• Le gardien du marais

    — Il me fallut bien des années de recherches avant de trouver l’emplacement réservé au gardien du marais, dont on m’avait si souvent vanté les qualités. Je désespérais de le découvrir, imaginant même qu’il put être qu’une légende, quand un beau matin il fut soudain là, devant moi ! Je ne regrettais pas ce temps consacré à sa recherche dès le premier coup d’œil porté sur ce magnifique spécimen. Il était majestueux, conscient de la tâche que Dame nature lui avait désignée.
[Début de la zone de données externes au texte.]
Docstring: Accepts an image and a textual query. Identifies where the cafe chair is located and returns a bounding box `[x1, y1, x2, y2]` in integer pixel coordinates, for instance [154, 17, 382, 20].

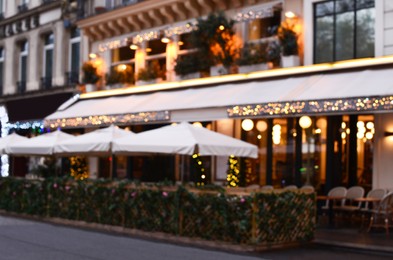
[261, 185, 274, 191]
[321, 186, 347, 211]
[299, 185, 315, 193]
[367, 192, 393, 235]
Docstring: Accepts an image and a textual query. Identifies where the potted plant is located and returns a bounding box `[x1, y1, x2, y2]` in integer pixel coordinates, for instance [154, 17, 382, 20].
[191, 12, 239, 76]
[136, 60, 165, 85]
[266, 41, 281, 68]
[277, 22, 300, 68]
[175, 54, 209, 79]
[106, 64, 134, 88]
[82, 61, 101, 92]
[236, 43, 268, 73]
Ma surprise passée, je m’approchais et avec timidité et admiration, osais poser ma main sur l’écorce de son tronc exceptionnel, sans pouvoir détourner mon regard de son puissant enracinement.

    Il générait en moi un respect profond, car il dénotait tous les efforts qu’il dut déployer pour assurer une parfaite assise à ce géant. Ainsi est-ce toi, le gardien du marais, demandais-je comme s’il s’agissait d’un être humain ? Ayant posé une question réclamant de toute évidence une réponse, l’ai-je réellement entendue, ou est-ce mon subconscient qui me le fit croire ? Toujours est-il qu’une conversation s’était engagée et je pris soin de ne pas interrompre celui vers qui mes pas s’étaient dirigés depuis si longtemps. Il m’expliqua qu’il avait oublié ce jour où l’alizé, à bout de souffle, l’avait déposé en cet endroit qui lui parut hostile, mais dont il lui fallut bien s’accommoder.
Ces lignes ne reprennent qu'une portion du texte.